Analysis of financial reports published in the Federal Gazette reveals significant returns generated by Germany’s gas network operators, prompting scrutiny of pricing structures and potential consumer impact.
A recent evaluation by the Bundesverband Neue Energiewirtschaft (BNE) examined the performance of 19 network operators, encompassing approximately 45% of the German market. Their average return on equity for 2023 reached 22%, with three companies exceeding 50%. As of yet, data for 2024 remains largely unavailable.
These returns are primarily derived from grid fees, which are passed on to consumers through charges included in their gas bills. The BNE analysis indicates an average increase of 22% in these grid fees for 2025. This translates to an additional cost of roughly €80 annually for an average single-family household consuming 20,000 kilowatt-hours of gas per year.
The dominant position of these network operators contributes significantly to their robust profitability. As of late last year, the Federal Network Agency (BNetzA) registered 687 regional gas network operators across Germany. The BNetzA calculates fixed return frameworks every five years, intended to incentivize investment in new infrastructure while keeping consumer costs in check. The current guideline for existing infrastructure stands at around 5% before taxes.

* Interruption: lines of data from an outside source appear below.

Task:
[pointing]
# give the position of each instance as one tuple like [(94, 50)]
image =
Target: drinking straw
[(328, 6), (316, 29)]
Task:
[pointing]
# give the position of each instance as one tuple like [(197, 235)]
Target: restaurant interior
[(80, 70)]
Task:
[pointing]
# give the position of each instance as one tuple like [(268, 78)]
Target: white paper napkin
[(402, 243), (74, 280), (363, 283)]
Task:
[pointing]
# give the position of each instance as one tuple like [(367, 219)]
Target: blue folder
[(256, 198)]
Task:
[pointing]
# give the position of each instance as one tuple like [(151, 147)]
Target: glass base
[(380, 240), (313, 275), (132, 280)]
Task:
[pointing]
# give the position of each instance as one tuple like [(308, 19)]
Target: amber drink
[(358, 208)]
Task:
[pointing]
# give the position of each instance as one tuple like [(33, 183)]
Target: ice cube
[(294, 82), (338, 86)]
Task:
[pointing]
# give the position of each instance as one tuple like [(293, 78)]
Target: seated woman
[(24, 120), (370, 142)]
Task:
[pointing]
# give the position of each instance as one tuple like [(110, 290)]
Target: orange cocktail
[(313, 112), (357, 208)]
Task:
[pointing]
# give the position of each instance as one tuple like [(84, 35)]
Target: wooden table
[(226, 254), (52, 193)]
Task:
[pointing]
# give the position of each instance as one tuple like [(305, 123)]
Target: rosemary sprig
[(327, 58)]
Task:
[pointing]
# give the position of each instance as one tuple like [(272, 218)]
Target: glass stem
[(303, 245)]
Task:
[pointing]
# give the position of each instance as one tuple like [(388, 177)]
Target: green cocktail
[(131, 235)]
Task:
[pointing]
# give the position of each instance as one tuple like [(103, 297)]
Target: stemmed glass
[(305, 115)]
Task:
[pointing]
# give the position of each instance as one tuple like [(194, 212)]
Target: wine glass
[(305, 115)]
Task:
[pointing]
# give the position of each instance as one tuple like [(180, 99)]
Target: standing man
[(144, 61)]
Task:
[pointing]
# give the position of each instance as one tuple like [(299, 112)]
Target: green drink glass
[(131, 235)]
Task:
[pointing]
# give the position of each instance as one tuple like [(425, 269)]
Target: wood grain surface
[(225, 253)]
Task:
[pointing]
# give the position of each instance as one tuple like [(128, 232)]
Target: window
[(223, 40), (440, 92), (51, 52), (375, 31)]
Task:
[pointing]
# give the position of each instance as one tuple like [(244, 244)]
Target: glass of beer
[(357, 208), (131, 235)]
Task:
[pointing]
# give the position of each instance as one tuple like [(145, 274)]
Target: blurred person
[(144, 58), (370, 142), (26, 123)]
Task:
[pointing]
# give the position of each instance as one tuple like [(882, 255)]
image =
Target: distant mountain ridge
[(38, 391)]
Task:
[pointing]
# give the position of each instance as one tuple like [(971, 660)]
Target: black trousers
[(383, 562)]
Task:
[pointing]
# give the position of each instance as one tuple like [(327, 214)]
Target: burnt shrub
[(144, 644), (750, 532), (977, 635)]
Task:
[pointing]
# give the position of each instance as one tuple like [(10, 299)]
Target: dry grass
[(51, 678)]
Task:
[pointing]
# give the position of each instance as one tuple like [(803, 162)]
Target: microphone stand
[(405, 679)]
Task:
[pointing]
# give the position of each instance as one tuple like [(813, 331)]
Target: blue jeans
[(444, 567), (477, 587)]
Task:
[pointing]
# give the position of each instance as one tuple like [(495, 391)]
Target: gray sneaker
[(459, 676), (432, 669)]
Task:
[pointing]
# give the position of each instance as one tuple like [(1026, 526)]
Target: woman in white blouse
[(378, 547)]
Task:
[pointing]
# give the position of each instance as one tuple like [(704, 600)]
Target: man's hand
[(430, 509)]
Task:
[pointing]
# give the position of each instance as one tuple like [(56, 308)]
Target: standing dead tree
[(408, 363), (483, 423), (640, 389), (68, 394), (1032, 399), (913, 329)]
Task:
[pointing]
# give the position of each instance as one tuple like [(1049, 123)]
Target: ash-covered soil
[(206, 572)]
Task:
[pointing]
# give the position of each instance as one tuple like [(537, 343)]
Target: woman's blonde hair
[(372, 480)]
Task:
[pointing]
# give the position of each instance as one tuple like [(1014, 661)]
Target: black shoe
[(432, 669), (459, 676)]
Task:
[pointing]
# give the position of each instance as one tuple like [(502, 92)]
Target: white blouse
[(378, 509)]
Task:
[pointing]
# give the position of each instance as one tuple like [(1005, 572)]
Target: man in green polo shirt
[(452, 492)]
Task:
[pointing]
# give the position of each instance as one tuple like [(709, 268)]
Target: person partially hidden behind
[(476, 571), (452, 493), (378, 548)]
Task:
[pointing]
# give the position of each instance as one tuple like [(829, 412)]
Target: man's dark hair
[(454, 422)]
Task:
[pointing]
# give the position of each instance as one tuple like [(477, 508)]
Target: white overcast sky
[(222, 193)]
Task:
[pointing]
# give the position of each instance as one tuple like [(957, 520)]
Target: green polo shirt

However, as the BNE analysis demonstrates, actual returns frequently exceed these guidelines. Network operators contend that direct comparisons between the guidelines and their profits are challenging, emphasizing the variability of annual returns due to fluctuating investment cycles. While investments in expanding gas networks are often initially unprofitable, subsequent returns may be considerably higher. Nevertheless, BNetzA analyses show that even when extending the observation period, gas network operator returns have generally remained elevated, averaging 18% between 2019 and 2023.